I am performing some tests with Accelerate on an HPC (where slurm is usually how we distribute computation). It works on one node and multiple GPU but now I want to try a multi node setup.

I will use your launcher accelerate launch --config_file <config-file> <my script> but then I need to be able to update a couple of the fields from the json file in my script (so during the creation of the Accelerator ?) :

  • main_process_ip
  • machine_rank

How can I do that ? Will it be working ?

I am right to think that if my setup is two nodes, each one with 4 GPU, the (range of) value(s) should be:

  • for “num_process”: 8 (the number of gpu)
  • for “num_machine”: 2
  • for “machine rank”: [0,1]
  • for “distributed_type” : “MULTI_GPU”

Thanks

2 Likes

How do you usually distribute in multi-node with slurm?
In PyTorch distributed, the main_process_ip is the IP address of the machine of rank 0, so it should work if you enter that.

In slurm, there is srun that launches as many instances of the scripts as there is number of nodes x task (ie process )

Then, from within the script we can retrieve all the slurm environment variable that we need (specifically for the master task and the (local) rank of a process - that is all that is necessary for “dist.init_process_group” in pure pytorch ddp.

What I see as a problem is that I can’t know in advance the nodes (among hundreds available) on which my script will run, so I can’t fully build the config.json file in advance.
That is why I would like to be able to update the main_process_ip and the machine rank within the script.

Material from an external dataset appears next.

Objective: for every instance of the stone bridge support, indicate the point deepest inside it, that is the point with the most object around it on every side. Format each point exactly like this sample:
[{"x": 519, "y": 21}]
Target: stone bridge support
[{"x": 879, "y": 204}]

I don’t know if that makes sense (it is also how we use horovod, ie the setup happens inside the script).

It doesn’t look like the Accelerate launcher can help you here, but there is no problem using your usual launching script.

Ok thanks, that is probably easier.
But then how can I let accelerate know who is the master node ?
Is there some arg in Accelerator() that can be set ?

It detects everything from the environment (like PyTorch DDP) so you shouldn’t have to worry about anything.

1 Like

Ok, I will give it a try. It works on one node with several GPU, so I only have one more step to overcome.
Thanks for your answers !

hi, do u solve this problem?
I have the same problem with u.
I can’t know which machine node in advance, so how to config accelerate

Hello,
Sorry I can’t help you right now. I was actually waiting for the tool to be more mature and/or more documented before trying again.
I will post in this thread if I find the time to resume my tests.

Don’t hesitate to post if you find a solution, I would be very interested to read it and try it!

Any update on this?

Hello @Dahoas ,

A user seems to have provided some approach in this comment on a related issue: Using accelerate config for SLURM cluster with dist_url input · Issue #145 · huggingface/accelerate · GitHub

Here is the Git Gist from that comment: distributed dalle2 laion (github.com)

Could you please try it out and let us know if that works?